Hoy en día nos regimos por calendarios en los que marcamos los puentes, las vacaciones y el día de nuestro cumpleaños. Pero antiguamente había que mirar al cielo para conocer el momento óptimo de la siembra y recogida de las cosechas, los centuriones romanos debían localizar a Alcor, junto a Mizar, como prueba de agudeza visual si no querían verse relegados a tareas menores y los navegantes o los viajeros tenían dos opciones: saber leer el cielo o rezar todo lo que supieran. Con el paso del tiempo y, ¡ay!, la llegada del progreso, hemos dejado que nos fueran robando las estrellas poco a poco con políticas erróneas de iluminación que dan como resultado que cada vez haya que irse más lejos para encontrarnos de nuevo con los cielos de nuestra infancia.
En el Parque Nacional del Teide la menor densidad de la atmósfera, debida a la altitud, y la casi ausencia de contaminación lumínica dan como resultado unas condiciones excepcionales para la observación del cielo. A lo largo del año van variando los actores del firmamento: cuando las Pléyades aparecen, al verano le quedan dos telediarios y Orión, el cazador que va tras la liebre acompañado de sus dos perros, es el señor del cielo en los fríos días de invierno. Por otro lado, tenemos el show de las Perseidas durante las noches cercanas a San Lorenzo, en el mes de agosto. Pero si hay algo que deja sin habla es la contemplación de nuestra galaxia, especialmente durante los meses en los que se ve la parte central, con sus inquisidores dedos apuntando a Antares, la cabeza del Escorpión. En ese momento uno es conciente de lo poco que pintamos en el universo.
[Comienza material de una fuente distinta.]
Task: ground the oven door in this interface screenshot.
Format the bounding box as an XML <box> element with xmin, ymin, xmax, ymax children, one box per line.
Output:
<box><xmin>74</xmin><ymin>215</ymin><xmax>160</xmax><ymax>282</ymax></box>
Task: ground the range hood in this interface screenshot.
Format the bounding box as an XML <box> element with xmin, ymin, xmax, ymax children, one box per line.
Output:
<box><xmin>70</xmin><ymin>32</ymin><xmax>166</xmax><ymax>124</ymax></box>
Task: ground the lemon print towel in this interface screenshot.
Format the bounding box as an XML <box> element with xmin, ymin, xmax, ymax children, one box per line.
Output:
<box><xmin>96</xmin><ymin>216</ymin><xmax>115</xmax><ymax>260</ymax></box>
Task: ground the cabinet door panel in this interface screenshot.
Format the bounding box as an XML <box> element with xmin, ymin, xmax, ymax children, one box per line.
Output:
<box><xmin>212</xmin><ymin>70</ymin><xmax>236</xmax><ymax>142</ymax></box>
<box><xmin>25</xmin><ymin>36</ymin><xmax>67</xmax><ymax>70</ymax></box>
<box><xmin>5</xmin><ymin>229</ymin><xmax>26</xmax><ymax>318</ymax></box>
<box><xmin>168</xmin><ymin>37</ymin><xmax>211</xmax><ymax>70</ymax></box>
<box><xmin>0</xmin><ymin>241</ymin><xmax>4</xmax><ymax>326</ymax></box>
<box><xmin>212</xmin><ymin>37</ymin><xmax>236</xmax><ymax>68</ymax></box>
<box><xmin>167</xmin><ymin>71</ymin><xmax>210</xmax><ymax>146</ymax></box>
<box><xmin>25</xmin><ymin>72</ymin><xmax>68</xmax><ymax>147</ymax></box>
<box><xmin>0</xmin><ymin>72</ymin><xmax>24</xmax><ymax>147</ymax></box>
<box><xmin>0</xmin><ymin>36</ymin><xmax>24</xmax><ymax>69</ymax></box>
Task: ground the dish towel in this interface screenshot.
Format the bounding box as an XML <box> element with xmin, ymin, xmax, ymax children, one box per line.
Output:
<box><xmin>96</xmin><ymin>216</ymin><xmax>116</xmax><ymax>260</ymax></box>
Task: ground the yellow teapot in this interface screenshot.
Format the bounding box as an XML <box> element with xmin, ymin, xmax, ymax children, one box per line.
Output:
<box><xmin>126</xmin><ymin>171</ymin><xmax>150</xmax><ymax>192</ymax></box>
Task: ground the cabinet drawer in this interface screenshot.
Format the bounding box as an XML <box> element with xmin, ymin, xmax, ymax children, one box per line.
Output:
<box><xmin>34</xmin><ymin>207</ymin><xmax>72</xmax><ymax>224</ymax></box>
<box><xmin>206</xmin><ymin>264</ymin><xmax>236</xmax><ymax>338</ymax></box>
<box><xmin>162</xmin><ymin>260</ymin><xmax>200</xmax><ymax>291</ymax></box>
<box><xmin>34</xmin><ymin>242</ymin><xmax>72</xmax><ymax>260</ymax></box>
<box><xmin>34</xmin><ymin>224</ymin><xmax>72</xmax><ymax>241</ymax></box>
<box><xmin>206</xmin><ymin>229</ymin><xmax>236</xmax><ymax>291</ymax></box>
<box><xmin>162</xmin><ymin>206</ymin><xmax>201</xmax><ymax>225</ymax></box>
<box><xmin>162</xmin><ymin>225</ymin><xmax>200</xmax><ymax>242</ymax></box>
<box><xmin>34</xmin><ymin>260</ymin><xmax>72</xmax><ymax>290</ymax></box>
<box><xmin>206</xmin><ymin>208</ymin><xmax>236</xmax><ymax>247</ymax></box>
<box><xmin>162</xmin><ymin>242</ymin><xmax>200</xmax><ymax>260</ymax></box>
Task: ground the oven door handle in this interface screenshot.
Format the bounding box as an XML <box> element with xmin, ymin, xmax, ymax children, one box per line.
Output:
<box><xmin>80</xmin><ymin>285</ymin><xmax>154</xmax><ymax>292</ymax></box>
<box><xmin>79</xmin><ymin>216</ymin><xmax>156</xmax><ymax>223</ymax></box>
Aunque no hay cifras precisas, la Vía Láctea es una entre cientos de miles de millones de galaxias. Se dice pronto. La más cercana, Andrómeda, a un paseo de 2,5 millones de años luz. Poniendo de nuevo los pies en el suelo, encontramos los iconos que identifican al parque: el propio volcán del Teide, el roque Cinchado que aparecía junto a Galdós en el billete de mil pesetas; el valle de Ucanca o la ermita de Las Nieves, junto al Parador. La nota de color la pone el tajinaste rojo, que tarda dos años en mostrar toda su exuberancia y dejarnos ver su flor. La altitud del parque nos eleva por encima de las nubes la mayoría de días del año. El observatorio de Izaña es uno de los lugares que colecciona más horas de sol en España, también ha marcado récords en la media de temperatura anual más baja, por lo que es necesario abrigarse para cualquier actividad nocturna que se realice en la zona. La temperatura, al caer la noche, se pasea por la parte más baja del termómetro.
El filósofo Kant decía, al final de su Crítica de la razón práctica, que el cielo estrellado empequeñece al hombre, refiriéndose al espectáculo más sublime que puedan presenciar los sentidos humanos y que en su vasta extensión pueda soportar nuestro entendimiento. Eso es lo que han conseguido en Tenerife, mostrarnos las estrellas mediante una correcta política de iluminación que, además, ahorra dinero. Si de repente hubiera un apagón en alguna de nuestras grandes ciudades nos daríamos cuenta de lo que hemos perdido, de que la Vía Láctea está sobre nuestras cabezas. Hay que tener en cuenta que la contaminación lumínica de una ciudad como Barcelona se puede ver en los Pirineos, a más de doscientos kilómetros de distancia. Nos quedan dos opciones, apagar la luz o escaparnos a Tenerife para ver, como creyeron los guanches, que Guayota secuestra a Magec, el dios del sol, para encerrarlo en el interior del Teide y sumir a la isla en total oscuridad.